Quando guardi un videoclip di Mavi Phoenix non pensi sia una ragazza austriaca di Linz. Pensi a qualcosa di più esotico, magari Spagna, o Sud America. Sarà che il suo primo grande successo, Aventura (scelto per l’ultima campagna pubblicitaria di Desigual diretta da Luis Cerverò), è un brano urban rap caldo, tropicale, fresco, con un testo che rimbalza tra inglese e spagnolo. La scelta dei giochi linguistici è però molto semplice: «Ho perso un anno scolastico perché sono stata rimandata in spagnolo; utilizzarlo in un singolo mi sembrava un buon modo per esorcizzare quel periodo della vita».

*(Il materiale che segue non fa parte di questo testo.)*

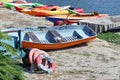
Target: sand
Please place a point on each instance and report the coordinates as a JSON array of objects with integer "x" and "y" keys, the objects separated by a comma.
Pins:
[{"x": 95, "y": 60}]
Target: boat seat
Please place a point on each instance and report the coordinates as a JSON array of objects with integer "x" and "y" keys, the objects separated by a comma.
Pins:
[
  {"x": 71, "y": 38},
  {"x": 82, "y": 33},
  {"x": 32, "y": 36},
  {"x": 57, "y": 37}
]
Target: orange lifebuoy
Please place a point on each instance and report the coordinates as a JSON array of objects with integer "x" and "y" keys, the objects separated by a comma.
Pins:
[{"x": 41, "y": 60}]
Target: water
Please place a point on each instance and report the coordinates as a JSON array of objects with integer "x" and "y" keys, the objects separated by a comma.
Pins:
[{"x": 110, "y": 7}]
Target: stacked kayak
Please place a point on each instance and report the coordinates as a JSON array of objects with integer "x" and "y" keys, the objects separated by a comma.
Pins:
[
  {"x": 74, "y": 17},
  {"x": 41, "y": 11},
  {"x": 11, "y": 5}
]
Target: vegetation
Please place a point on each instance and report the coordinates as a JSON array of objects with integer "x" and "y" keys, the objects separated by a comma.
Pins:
[
  {"x": 110, "y": 37},
  {"x": 9, "y": 70}
]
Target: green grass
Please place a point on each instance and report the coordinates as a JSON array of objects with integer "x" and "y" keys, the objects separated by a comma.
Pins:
[
  {"x": 9, "y": 70},
  {"x": 110, "y": 37}
]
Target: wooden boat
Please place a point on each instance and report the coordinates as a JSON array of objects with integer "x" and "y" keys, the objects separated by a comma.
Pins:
[
  {"x": 75, "y": 17},
  {"x": 41, "y": 11},
  {"x": 57, "y": 37}
]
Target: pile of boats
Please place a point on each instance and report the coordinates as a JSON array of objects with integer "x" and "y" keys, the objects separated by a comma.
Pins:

Quando ascolti Mavi Phoenix non pensi che l’Austria, come la maggior parte dei paesi non anglofoni, possa produrre un artista in grado di suonare così internazionale, credibile, pop. Nel progetto emerge, da subito, questa veemente sensibilità nella ricerca di una credibilità capace di travalicare i confini nazionali: l’immaginario fashion lo-fi, i video “cool, ma non troppo”, la produzione sonora che sublima in pura streetwear music. Le citazioni di Kanye West, il background punk rock, l’approccio DIY sono qualcosa di fresco e genuino a cui l’arroganza, l’attitudine “I don’t give a fuck” e la bassa fedeltà aggiungono una patina di crudo fascino. Una alternative popstar europea che strizza l’occhio a Rihanna quanto a Tommy Genesis, alla ricerca di un’identità forte e definita: «Mavi Phoenix è un modo per conoscermi e raggiungere la versione migliore possibile di me come persona, artista, musicista».

Nils Müller

Il secondo EP, Young Prophet («Il titolo è volutamente arrogante, ironico, pungente. Volevo che il pubblico si chiedesse “chi si crede di essere questa qui?”»), è stato ristampato con l’aggiunta di due inediti, a dimostrazione di come l’interesse attorno al progetto sia in rapida espansione, legittimato, tra l’altro, da magazine rappresentativi come Nylon e The Fader.